I would argue that we can no longer be all things to all clients or host a tangle of contradictory business models. It is not possible to be labour-intensive factories and at the same time be lean and trusted consultants; we can’t hedge our bets as a jack-of-all-trades. Instead, we need to work out what we do that clients still value; what we do that software can’t do more quickly; what we do that algorithms can’t match; and then – to paraphrase Quentin Crisp – we need to do it like hell.
If you’re a CEO who is entrusting yourself to the forces of positive ambiguity, be very afraid. If your strategy is to shape-shift towards some unmarked horizon, removing cost and hope, one brittle Jenga brick at a time, then cancel Barbados. If your only model is to recapture through linked execution the value you give away in ideas, find a biro and the back of an envelope. 2018 is the year of hard choices.

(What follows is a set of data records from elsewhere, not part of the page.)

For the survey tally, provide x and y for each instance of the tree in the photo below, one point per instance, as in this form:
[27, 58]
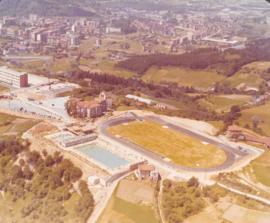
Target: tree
[193, 182]
[256, 120]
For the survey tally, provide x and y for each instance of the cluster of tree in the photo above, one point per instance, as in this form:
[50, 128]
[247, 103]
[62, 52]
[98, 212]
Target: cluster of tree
[122, 86]
[184, 199]
[230, 117]
[42, 184]
[226, 62]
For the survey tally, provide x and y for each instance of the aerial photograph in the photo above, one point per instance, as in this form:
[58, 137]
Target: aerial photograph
[134, 111]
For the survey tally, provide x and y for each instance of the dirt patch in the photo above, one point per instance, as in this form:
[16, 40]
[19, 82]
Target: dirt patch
[238, 214]
[42, 128]
[135, 192]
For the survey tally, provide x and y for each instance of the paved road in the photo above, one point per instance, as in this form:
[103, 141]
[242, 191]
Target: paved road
[231, 152]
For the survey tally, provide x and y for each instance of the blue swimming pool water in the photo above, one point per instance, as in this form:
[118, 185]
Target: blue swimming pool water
[103, 156]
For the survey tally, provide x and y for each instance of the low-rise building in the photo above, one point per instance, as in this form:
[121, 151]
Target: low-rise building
[89, 109]
[13, 78]
[147, 172]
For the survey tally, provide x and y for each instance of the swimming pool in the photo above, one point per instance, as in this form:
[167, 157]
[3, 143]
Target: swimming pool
[103, 156]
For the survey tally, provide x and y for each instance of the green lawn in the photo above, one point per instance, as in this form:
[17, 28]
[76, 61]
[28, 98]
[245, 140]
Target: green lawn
[182, 76]
[121, 211]
[178, 147]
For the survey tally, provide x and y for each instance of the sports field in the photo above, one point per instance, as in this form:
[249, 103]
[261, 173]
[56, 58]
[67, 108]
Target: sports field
[179, 148]
[132, 202]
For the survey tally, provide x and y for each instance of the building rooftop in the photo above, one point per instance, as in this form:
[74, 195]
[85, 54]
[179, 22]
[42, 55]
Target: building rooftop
[6, 70]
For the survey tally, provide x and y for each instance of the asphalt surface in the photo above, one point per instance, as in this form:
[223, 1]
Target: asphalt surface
[231, 152]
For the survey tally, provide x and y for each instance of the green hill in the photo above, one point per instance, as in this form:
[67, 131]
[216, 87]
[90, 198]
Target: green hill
[46, 7]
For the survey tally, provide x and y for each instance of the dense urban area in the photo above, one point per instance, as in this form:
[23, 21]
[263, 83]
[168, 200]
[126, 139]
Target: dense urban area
[135, 111]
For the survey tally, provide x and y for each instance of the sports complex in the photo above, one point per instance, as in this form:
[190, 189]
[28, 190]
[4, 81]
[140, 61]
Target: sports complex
[171, 145]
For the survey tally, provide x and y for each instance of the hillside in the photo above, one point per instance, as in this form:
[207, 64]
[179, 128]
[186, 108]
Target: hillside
[46, 7]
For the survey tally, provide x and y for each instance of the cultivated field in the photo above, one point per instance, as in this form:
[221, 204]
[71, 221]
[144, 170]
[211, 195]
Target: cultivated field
[250, 74]
[262, 112]
[178, 147]
[223, 103]
[132, 202]
[261, 168]
[182, 76]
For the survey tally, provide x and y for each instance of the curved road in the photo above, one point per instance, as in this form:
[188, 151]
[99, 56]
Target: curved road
[231, 152]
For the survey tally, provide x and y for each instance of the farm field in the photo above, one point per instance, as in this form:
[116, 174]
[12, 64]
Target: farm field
[223, 103]
[182, 76]
[261, 168]
[250, 74]
[179, 148]
[262, 112]
[132, 202]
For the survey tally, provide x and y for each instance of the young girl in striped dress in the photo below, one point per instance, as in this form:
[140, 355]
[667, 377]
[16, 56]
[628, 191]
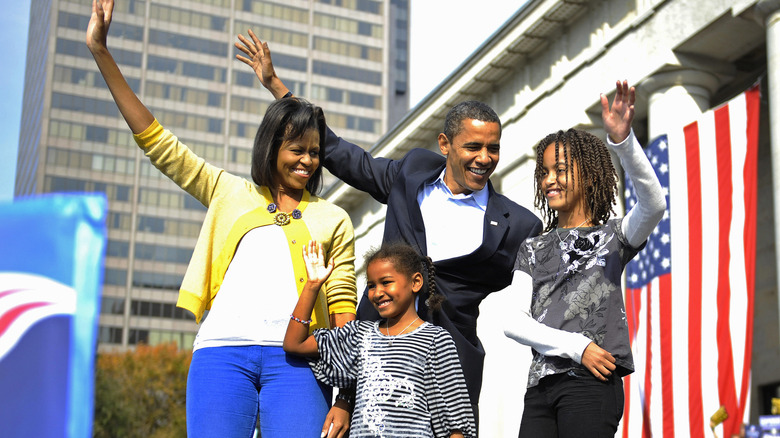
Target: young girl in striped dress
[406, 374]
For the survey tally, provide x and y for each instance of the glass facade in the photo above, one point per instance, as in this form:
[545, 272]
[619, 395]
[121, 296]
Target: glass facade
[348, 56]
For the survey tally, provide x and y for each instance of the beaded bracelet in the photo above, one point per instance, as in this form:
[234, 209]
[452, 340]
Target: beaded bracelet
[302, 321]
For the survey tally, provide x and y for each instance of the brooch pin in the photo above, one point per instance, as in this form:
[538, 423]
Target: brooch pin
[283, 218]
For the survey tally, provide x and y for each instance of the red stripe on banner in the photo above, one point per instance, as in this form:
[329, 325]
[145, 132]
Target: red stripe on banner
[7, 318]
[753, 103]
[633, 305]
[647, 431]
[667, 359]
[726, 386]
[694, 280]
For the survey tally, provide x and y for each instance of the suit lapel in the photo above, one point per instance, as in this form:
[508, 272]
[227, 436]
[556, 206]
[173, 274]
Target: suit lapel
[495, 227]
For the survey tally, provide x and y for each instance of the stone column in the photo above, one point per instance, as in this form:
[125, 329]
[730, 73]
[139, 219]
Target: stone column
[768, 14]
[676, 98]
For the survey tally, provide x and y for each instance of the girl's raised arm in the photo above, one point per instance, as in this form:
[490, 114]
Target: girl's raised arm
[137, 116]
[643, 217]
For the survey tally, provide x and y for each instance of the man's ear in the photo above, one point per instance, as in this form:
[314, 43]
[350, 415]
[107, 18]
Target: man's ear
[444, 144]
[417, 280]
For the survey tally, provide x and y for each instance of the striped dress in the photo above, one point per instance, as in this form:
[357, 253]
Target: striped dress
[406, 386]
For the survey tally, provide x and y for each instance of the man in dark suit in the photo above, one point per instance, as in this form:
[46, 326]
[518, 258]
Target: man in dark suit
[476, 231]
[443, 205]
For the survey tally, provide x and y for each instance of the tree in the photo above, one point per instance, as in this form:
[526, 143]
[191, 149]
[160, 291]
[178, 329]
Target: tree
[141, 393]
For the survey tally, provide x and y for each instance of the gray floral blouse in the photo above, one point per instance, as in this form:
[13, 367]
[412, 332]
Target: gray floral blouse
[576, 275]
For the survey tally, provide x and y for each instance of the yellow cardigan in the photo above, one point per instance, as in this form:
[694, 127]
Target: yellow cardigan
[236, 206]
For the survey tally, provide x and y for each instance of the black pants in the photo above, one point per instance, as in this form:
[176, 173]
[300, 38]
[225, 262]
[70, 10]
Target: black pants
[571, 405]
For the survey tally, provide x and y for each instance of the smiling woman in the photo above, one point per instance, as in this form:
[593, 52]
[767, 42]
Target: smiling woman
[247, 268]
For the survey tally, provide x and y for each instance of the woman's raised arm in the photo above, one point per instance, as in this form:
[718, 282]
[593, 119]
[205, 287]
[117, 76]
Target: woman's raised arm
[137, 116]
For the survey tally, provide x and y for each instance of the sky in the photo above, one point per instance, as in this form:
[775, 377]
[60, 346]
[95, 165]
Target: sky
[441, 38]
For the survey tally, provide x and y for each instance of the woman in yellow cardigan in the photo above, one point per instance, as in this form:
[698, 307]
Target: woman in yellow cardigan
[247, 268]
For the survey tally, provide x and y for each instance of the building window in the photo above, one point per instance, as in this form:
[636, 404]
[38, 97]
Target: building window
[117, 248]
[115, 277]
[185, 42]
[348, 73]
[347, 25]
[156, 280]
[109, 335]
[112, 306]
[162, 253]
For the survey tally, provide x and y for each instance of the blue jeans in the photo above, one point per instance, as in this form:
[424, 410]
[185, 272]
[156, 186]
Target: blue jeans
[228, 387]
[573, 405]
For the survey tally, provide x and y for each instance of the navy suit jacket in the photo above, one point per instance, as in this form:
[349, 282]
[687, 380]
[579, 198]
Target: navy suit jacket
[466, 280]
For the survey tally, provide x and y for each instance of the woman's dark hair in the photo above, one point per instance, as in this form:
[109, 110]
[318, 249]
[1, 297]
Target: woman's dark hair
[408, 261]
[286, 119]
[596, 174]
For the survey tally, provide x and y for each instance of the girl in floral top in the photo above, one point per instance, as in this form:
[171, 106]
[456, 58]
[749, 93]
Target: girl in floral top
[576, 269]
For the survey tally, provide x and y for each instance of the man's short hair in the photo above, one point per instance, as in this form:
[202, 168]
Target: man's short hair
[470, 109]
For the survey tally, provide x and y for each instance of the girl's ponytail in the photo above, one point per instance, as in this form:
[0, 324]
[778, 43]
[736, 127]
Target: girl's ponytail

If you don’t believe the history lesson, consider the realpolitik. Consider the cost to agencies of prioritising open-ended diversification ahead of revenue. Contemplate the increasing horizontality across holding companies and think about the unbearable pressure that this transfers to the notion that one sibling agency is intrinsically different to the next. Think of the gauntlet, thrown down this year so vividly by acquisitions by major consultancies, and – in your head – divide the agency world into those who maybe still could and those who definitely never will justify a position and a premium upstream of execution. Survey the pressure on advertising’s defining screen form and the temptation to re-shape whole business models just to capture what may or may not be a viable revenue source somewhere at the fast, cheap end of the content spectrum. Consider all these things – perhaps even at your leisure – but return to work in January with decisions.
It’s been fashionable to inhabit the grey space this past decade. It’s even been exciting. Ambiguity has been reframed as a positive state of fluidity – a high integrity, future-ready limbo. But limbo is now a luxury that few agencies can afford, and a welcome dose of black and white will need to return to agency leadership in 2018.
It’s time to place your bets. Or, if you prefer the language of the Riviera, faites vos jeux.